I want to test pytroch on my GPU, but I am doing something very wrong as it takes 5 times longer then CPU. Actually even if
device = “cpu”
the “.to(device)” commands slow it down from 9 seconds to 12. On GPU it takes 50 seconds.
There might be a problem with my installation, but I do have Cuda installed and torch.cuda.is_available() returns True.

Below are the most important code snippets, it is hard to provide a short working example.
I think it there is something wrong with my net definition.

class Net(nn.Module):
    def __init__(self, d=1):
        super(Net, self).__init__()
        self.fc1 = nn.Linear(d, internal_neurons).to(device)  # TODO: THIS
        self.fc3 = nn.Linear(internal_neurons, 1).to(device)

        self.fc = []

        for k in range(hidden_layer_count):
            self.fc.append(nn.Linear(internal_neurons, internal_neurons).to(device))

    def forward(self, y):
        y = activation1(self.fc1(y))

        for k in range(hidden_layer_count):
            y = activation1(self.fc[k](y))
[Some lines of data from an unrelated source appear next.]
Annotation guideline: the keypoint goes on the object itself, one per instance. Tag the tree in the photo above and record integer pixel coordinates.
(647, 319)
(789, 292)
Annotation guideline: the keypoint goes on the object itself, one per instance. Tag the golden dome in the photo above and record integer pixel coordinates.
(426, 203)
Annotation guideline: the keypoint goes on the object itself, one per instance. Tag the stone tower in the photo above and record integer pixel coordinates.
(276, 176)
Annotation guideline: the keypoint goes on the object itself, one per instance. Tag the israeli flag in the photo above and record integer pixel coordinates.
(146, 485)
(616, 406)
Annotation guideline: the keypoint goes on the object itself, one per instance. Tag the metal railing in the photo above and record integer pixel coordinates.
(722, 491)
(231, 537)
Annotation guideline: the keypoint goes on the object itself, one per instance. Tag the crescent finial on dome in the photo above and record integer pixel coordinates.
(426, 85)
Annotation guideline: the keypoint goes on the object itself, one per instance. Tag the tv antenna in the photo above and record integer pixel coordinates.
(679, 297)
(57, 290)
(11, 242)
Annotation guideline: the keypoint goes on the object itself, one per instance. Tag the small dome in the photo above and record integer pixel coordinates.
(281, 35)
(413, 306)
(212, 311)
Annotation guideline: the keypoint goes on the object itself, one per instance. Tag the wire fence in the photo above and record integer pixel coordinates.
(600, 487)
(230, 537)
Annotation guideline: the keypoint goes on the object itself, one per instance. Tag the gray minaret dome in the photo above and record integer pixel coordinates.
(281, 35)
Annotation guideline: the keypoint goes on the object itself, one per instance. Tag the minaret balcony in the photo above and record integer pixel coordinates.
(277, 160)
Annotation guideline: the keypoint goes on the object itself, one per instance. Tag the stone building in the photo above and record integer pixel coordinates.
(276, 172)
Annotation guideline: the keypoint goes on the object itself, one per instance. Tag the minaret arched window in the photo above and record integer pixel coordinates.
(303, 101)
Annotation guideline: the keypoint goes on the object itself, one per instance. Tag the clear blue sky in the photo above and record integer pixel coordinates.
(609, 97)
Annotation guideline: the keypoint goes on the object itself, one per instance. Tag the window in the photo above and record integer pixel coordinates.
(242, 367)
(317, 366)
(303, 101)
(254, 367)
        y = activation2(self.fc3(y))
        return y

net = Net()
net.to(device)


def train():
    last_epoch = 10e10
    net.train()
    losses = []
    for epoch in range(1, epochs):
        x_train = Variable(torch.from_numpy(x_values)).float()
        y_train = np.zeros_like(x_train)

        llist = []

        for k in range(x_train.shape[0]):
            h = x_train[k] * torch.ones(1)
            y_train[k] = target_function.f(x_train[k])
            h = h.to(device)  # TODO: This
            llist.append(loss_func(net(h), y_train[k]))

        loss = sum(llist)
        losses.append(loss.item())
        opt.zero_grad()
        loss.backward()
        opt.step()

I’m not sure what exactly you’ve profiled and how the model is created, but based on the currently posted model architecture it seems that the actual workload is small.
In that case, you might see the overhead of the kernel launches etc. and the GPU might not be able to provide a speedup compared to the CPU run.
This would be especially visible if you have a lot of small kernels (e.g. a lot of linear layers each with a tiny workload).

CUDA graphs which is an upcoming feature, could reduce this overhead as a single launch would be triggered.

Thanks for the answer I forgot to mention I use 50-150 hidden neurons and 1-3 layers. The test I posted the numbers for was with the maximum of those numbers.

I am not experienced in pytorch, so I am not sure if my code allows for parallelization.

Also I am not sure if my installation works well. I tried to find an example online to compare my cpu vs gpu speed, but couldn’t find on I can execute myself in pytorch.

Lastly I am quite surprised why my code was slowed down by 33% when I just added .to(“cpu”) commands…

I figured out the main problrm that was my installation. I hadn’t installed torch with cuda support and torch 1.4.1 didn’t send warnings about this. It said cuda was available which confused me, but I didn’t question it.

After I updated the torch package version 1.7.1 triggered an assertion that I had installed torch without cuda support and after reinstalling it works ok.

Now there isn’t a time difference between .to(“cpu”) calls and the normal cpu computation, which reassures me al lot (both come in at 7 seconds). If I use .to(“cuda:0”) it takes 11 seconds, which still is considerably slower then cpu, I can work with that and try out stuff.

I would appreciate if somebody with experience would comment on the way I define my net and call it in the training loop. To me it looks wrong, but I am to inexperienced to find a better way.